A reedy pipe and a high-pitched trill duet against the backdrop of a low-pitched insect drone. Their symphony is the sound of a forest and is monitored by scientists to gauge biodiversity.

The recording from the forest in Ecuador is part of new research looking at how artificial intelligence could track animal life in recovering habitats.

When scientists want to measure reforestation, they can survey large tracts of land with tools like satellite and lidar.

But determining how fast and abundantly wildlife is returning to an area presents a more difficult challenge — sometimes requiring an expert to sift through sound recordings and pick out animal calls.

Jorg Muller, a professor and field ornithologist at University of Wurzburg Biocenter, wondered if there was a different way.

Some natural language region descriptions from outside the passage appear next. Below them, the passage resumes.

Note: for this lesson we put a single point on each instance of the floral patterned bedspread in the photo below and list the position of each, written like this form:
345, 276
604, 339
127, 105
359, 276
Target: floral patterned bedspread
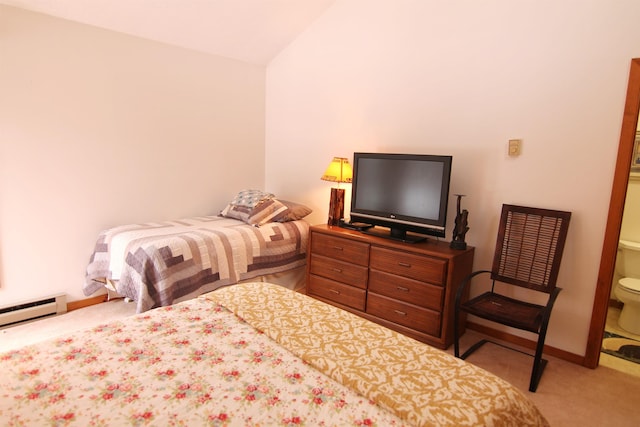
197, 363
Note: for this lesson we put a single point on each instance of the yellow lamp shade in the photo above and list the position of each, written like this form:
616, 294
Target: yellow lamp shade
339, 170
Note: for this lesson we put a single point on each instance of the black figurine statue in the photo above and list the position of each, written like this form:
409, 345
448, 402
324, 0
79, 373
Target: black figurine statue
460, 228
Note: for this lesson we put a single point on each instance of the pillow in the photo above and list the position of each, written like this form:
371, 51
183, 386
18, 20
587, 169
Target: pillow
254, 207
295, 211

“I saw the gap that we need, particularly in the tropics, better methods to quantify the huge diversity… to improve conservation actions,” he told AFP.

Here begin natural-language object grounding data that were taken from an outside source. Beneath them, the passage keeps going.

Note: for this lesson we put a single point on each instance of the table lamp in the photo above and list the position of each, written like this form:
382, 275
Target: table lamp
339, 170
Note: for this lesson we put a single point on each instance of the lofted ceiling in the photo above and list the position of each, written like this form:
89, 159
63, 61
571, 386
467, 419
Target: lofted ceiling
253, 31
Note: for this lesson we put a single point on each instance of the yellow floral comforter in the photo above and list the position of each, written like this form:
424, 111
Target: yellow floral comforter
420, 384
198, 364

He turned to bioacoustics, which uses sound to learn more about animal life and habitats.

It is a long-standing research tool, but more recently is being paired with computer learning to process large amounts of data more quickly.

Muller and his team recorded audio at sites in Ecuador’s Choco region ranging from recently abandoned cacao plantations and pastures to agricultural land recovering from use to old-growth forests.

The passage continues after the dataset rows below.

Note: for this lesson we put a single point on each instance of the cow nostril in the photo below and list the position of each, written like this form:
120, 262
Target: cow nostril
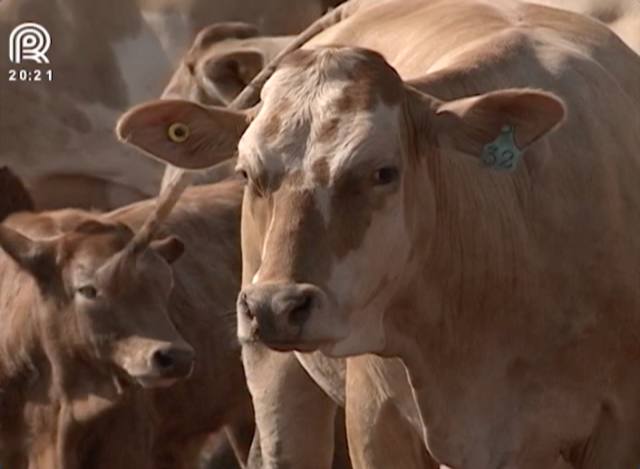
301, 312
243, 306
163, 359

They first had experts listen to the recordings and pick out birds, mammals and amphibians.

Then, they carried out an acoustic index analysis, which gives a measure of biodiversity based on broad metrics from a soundscape, like volume and frequency of noises.

Finally, they ran two weeks of recordings through an AI-assisted computer program trained to distinguish 75 bird calls.

More recordings needed

The program was able to pick out the calls on which it was trained in a consistent way, but could it correctly identify the relative biodiversity of each location?

To check this, the team used two baselines: one from the experts who listened to the audio recordings, and a second based on insect samples from each location, which offer a proxy for biodiversity.

While the library of available sounds to train the AI model meant it could only identify a quarter of the bird calls the experts could, it was still able to correctly gauge biodiversity levels in each location, the study said.

“Our results show that soundscape analysis is a powerful tool to monitor the recovery of faunal communities in hyperdiverse tropical forest,” said the research published Tuesday in the journal Nature Communications.

“Soundscape diversity can be quantified in a cost-effective and robust way across the full gradient from active agriculture to recovering and old-growth forests,” it added.

There are still shortcomings, including a paucity of animal sounds on which to train AI models.

And the approach can only capture species that announce their presence.

“Of course (there is) no information on plants or silent animals. However, birds and amphibians are very sensitive to ecological integrity, they are a very good surrogate,” Muller told AFP.

He believes the tool could become increasingly useful given the current push for “biodiversity credits” — a way of monetizing the protection of animals in their natural habitat.

“Being able to directly quantify biodiversity, rather than relying on proxies such as growing trees, encourages and allows external assessment of conservation actions, and promotes transparency,” the study said.